Srija Seshadri

Personal information
- Born: 15 August 1997 (age 28) Chennai, Tamil Nadu, India

Chess career
- Country: India
- Title: Woman Grandmaster (2019)
- Peak rating: 2306 (July 2019)

= Srija Seshadri =

Indian chess player (born 1997)

Srija Seshadri (born 15 August 1997) is an Indian female chess player. FIDE awarded her the title of Woman Grandmaster (WGM) in July 2019.

==Chess career==
Seshadri became a Woman International Master (WIM) in 2017. She attained her first Woman Grandmaster (WGM) norm at the 2nd Mumbai International Chess Tournament in Mumbai in December 2016. Next at the Masters International Chess Championship in Sharjah in March 2017, she earned her second WGM norm. Seshadri achieved her third and final WGM norm in June 2019 at the Mayor's Cup International Open Chess Tournament in Mumbai.

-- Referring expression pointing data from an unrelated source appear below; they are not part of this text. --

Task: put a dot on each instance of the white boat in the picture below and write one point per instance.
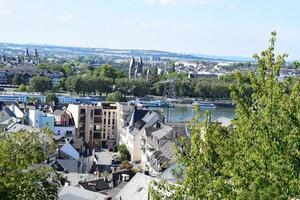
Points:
(203, 105)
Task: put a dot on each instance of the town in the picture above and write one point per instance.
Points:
(149, 100)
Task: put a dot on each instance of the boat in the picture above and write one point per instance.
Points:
(156, 103)
(153, 103)
(203, 105)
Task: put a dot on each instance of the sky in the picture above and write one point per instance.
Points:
(212, 27)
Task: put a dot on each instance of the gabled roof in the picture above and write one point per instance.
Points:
(75, 193)
(137, 188)
(68, 164)
(69, 150)
(16, 111)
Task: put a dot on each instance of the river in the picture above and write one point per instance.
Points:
(180, 114)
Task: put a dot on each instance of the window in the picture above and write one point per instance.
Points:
(97, 111)
(97, 135)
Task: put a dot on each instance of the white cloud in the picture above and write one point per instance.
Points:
(66, 17)
(6, 7)
(199, 2)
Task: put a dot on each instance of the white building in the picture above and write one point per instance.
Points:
(131, 134)
(39, 119)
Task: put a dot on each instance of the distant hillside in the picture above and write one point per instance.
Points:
(118, 52)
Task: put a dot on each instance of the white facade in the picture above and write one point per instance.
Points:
(64, 131)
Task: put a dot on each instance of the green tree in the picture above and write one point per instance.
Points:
(109, 72)
(260, 157)
(124, 85)
(22, 88)
(22, 172)
(41, 84)
(140, 87)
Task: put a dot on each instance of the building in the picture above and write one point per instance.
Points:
(131, 134)
(63, 117)
(135, 68)
(39, 119)
(137, 188)
(71, 192)
(158, 148)
(96, 124)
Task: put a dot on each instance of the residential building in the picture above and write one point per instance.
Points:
(130, 135)
(158, 148)
(71, 192)
(137, 188)
(63, 117)
(39, 119)
(96, 124)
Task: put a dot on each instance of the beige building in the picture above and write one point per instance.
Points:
(96, 124)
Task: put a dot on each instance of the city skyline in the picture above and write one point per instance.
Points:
(213, 27)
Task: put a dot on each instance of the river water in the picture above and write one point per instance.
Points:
(186, 113)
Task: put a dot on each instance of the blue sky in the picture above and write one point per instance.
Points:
(215, 27)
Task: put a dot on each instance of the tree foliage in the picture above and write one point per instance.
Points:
(260, 157)
(40, 83)
(22, 176)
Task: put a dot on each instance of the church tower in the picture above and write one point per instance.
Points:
(131, 71)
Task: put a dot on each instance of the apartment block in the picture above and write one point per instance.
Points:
(96, 124)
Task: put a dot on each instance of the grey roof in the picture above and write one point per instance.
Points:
(162, 132)
(68, 164)
(225, 122)
(75, 193)
(21, 127)
(136, 189)
(69, 150)
(58, 112)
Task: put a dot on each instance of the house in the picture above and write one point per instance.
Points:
(130, 135)
(39, 119)
(64, 124)
(158, 148)
(95, 124)
(74, 193)
(136, 189)
(83, 159)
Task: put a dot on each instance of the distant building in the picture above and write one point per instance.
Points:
(39, 119)
(130, 135)
(95, 124)
(136, 68)
(137, 188)
(26, 72)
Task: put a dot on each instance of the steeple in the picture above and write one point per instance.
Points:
(148, 75)
(27, 52)
(131, 67)
(140, 66)
(4, 59)
(36, 53)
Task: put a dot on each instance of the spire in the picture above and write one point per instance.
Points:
(4, 58)
(148, 75)
(136, 73)
(26, 52)
(36, 53)
(131, 67)
(140, 66)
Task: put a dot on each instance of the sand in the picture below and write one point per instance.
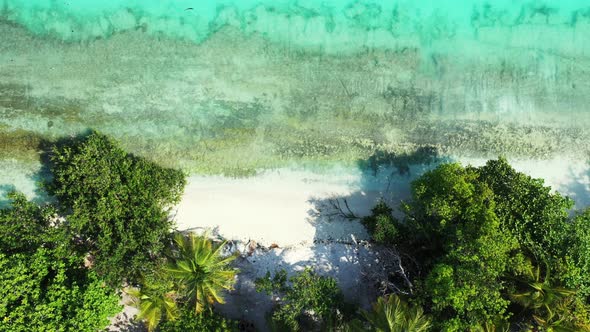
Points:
(293, 209)
(290, 207)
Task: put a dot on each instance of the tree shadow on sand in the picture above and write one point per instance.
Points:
(340, 247)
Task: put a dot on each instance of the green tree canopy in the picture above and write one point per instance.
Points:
(44, 292)
(116, 203)
(475, 231)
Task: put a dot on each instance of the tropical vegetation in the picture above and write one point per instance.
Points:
(491, 246)
(485, 249)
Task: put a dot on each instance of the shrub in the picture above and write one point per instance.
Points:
(42, 292)
(474, 232)
(116, 203)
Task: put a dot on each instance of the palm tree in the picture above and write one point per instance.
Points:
(201, 270)
(549, 304)
(153, 304)
(391, 314)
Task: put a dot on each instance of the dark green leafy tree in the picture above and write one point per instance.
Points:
(473, 231)
(384, 228)
(115, 203)
(44, 285)
(40, 291)
(454, 218)
(534, 214)
(308, 300)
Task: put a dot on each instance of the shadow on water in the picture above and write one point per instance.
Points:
(579, 188)
(42, 174)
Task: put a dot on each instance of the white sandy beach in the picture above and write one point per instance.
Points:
(287, 207)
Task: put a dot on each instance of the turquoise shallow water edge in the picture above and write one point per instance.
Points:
(329, 25)
(224, 87)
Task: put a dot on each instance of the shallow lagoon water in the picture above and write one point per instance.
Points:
(237, 87)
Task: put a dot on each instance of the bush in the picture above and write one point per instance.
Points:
(43, 283)
(207, 321)
(116, 203)
(475, 232)
(42, 292)
(382, 226)
(308, 300)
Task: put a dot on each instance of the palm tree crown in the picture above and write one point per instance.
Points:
(201, 269)
(393, 315)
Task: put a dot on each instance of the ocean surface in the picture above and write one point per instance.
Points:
(238, 87)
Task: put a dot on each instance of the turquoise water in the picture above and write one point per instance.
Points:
(234, 87)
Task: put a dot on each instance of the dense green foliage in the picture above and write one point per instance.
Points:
(44, 285)
(192, 279)
(41, 292)
(201, 270)
(307, 300)
(391, 314)
(476, 233)
(207, 321)
(116, 203)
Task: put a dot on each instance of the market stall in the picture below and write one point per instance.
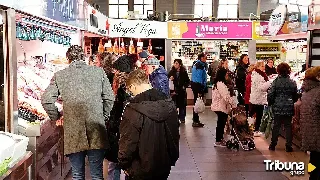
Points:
(41, 48)
(133, 36)
(95, 32)
(218, 40)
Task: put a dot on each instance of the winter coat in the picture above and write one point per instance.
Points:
(221, 99)
(159, 80)
(310, 116)
(199, 73)
(259, 88)
(269, 71)
(248, 89)
(87, 100)
(282, 96)
(181, 81)
(149, 136)
(114, 119)
(241, 73)
(212, 70)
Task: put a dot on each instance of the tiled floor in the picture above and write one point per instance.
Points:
(200, 160)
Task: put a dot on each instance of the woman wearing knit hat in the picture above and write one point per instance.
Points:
(123, 66)
(87, 101)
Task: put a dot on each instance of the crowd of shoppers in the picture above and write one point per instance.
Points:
(110, 111)
(124, 111)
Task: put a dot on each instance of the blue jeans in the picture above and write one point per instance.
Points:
(95, 158)
(113, 171)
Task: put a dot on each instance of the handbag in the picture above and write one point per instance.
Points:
(199, 107)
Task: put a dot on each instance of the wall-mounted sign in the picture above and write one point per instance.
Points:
(69, 12)
(277, 19)
(96, 22)
(209, 30)
(137, 28)
(294, 22)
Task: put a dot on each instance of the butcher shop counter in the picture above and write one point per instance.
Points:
(46, 143)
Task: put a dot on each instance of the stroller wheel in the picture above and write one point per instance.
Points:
(229, 144)
(251, 145)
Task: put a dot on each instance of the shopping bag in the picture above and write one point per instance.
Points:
(171, 85)
(199, 107)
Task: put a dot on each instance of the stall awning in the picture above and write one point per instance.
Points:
(283, 37)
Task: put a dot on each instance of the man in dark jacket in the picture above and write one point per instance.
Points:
(149, 132)
(87, 100)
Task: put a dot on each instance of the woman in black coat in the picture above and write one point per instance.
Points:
(241, 73)
(180, 78)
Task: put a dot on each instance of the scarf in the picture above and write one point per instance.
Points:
(263, 74)
(118, 80)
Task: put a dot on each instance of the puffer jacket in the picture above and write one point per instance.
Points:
(248, 89)
(149, 136)
(282, 96)
(310, 116)
(159, 80)
(259, 88)
(221, 99)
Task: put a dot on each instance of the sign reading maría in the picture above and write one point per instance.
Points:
(97, 22)
(277, 19)
(137, 28)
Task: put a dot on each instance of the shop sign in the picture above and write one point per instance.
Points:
(96, 22)
(314, 17)
(210, 30)
(294, 22)
(137, 28)
(69, 12)
(277, 19)
(259, 30)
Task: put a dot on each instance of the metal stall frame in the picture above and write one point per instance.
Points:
(10, 71)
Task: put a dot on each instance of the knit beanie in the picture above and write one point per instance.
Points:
(124, 64)
(152, 62)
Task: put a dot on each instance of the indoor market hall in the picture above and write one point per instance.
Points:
(200, 160)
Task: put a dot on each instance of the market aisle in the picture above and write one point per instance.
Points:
(200, 160)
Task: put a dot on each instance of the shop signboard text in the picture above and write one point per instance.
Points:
(209, 30)
(137, 28)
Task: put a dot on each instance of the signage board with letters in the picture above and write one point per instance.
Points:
(137, 28)
(69, 12)
(96, 22)
(277, 19)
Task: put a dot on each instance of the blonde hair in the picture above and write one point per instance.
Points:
(313, 73)
(251, 67)
(259, 64)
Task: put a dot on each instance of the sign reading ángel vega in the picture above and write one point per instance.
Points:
(137, 28)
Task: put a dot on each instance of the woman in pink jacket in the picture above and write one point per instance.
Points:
(222, 103)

Seshadri finished third at the Woman Grandmaster chess championship at the Acres Club in Mumbai in June 2018. She picked an International Master (IM) norm at Mayor Club chess tournament in Mumbai in June 2019. She finished sixth at the 46th National Women Chess Championship held at Karaikudi, Tamil Nadu in July 2019, scoring a total of eight points in the eleven rounds.